Regression techniques are a crucial skill in any data scientist or statisticians toolkit. It is even crucial for people who are unfamiliar with regression modeling. It is a nice way to introduce yourself to the topic through a simple linear model.
A linear model is an explanation of how a continuous response variable behaves, dependent on a set of covariates or explanatory variables. Whilst often insufficient to explain complex problems, linear models do present underlying skills, such as variable selection and diagnostic examinations. Therefore, a worthwhile introduction to statistical regression techniques.
In this tutorial, we’ll be creating a couple of linear models and comparing the performance of them on the Boston Housing dataset. This tutorial will require caret and mlbench to be installed and you may find ggplot2 and dplyr useful too, though these are not essential.
Solutions to these exercises can be found here.
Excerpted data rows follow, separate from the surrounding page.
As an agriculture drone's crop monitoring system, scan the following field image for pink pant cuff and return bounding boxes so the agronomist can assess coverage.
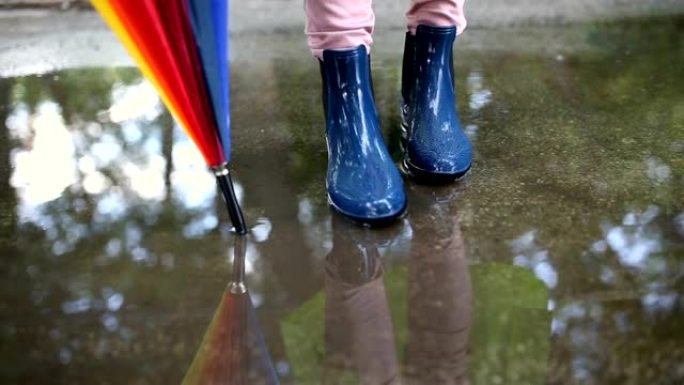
[304,0,467,59]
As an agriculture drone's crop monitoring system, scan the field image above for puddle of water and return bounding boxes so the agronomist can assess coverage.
[0,18,684,384]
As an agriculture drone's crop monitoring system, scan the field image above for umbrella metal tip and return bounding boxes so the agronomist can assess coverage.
[228,282,247,294]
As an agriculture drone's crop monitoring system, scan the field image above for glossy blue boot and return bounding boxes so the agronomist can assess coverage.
[321,45,406,225]
[402,25,473,184]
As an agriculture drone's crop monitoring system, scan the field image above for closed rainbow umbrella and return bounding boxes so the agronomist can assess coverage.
[92,0,247,234]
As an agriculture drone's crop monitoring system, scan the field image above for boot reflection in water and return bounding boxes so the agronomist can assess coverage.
[322,215,399,385]
[323,181,472,385]
[405,186,472,385]
[304,0,472,225]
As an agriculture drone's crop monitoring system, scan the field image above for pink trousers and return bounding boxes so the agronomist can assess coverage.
[304,0,466,59]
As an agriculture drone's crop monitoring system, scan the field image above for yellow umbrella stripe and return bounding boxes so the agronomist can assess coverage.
[91,0,187,131]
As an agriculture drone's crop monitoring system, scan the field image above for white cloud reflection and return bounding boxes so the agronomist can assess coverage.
[10,102,77,206]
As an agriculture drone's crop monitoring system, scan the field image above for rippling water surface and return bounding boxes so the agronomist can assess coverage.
[0,14,684,385]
Load the Boston Housing dataset from the mlbench library and inspect the different types of variables present.
Explore and visualize the distribution of our target variable.
Explore and visualize any potential correlations between medv and the variables crim, rm, age, rad, tax and lstat.
Set a seed of 123 and split your data into a train and test set using a 75/25 split. You may find the caret library helpful here.
We have seen that crim, rm, tax, and lstat could be good predictors of medv. To get the ball rolling, let us fit a linear model for these terms.
Obtain an r-squared value for your model and examine the diagnostic plots found by plotting your linear model.
We can see a few problems with our model immediately with variables such as 381 exhibiting a high leverage, a poor QQ plot in the tails a relatively poor r-squared value.
Let us try another model, this time transforming MEDV due to the positive skewness it exhibited.
Examine the diagnostics for the model. What do you conclude? Is this an improvement on the first model?
One assumption of a linear model is that the mean of the residuals is zero. You could try and test this.
Create a data frame of your predicted values and the original values.
Plot this to visualize the performance of your model.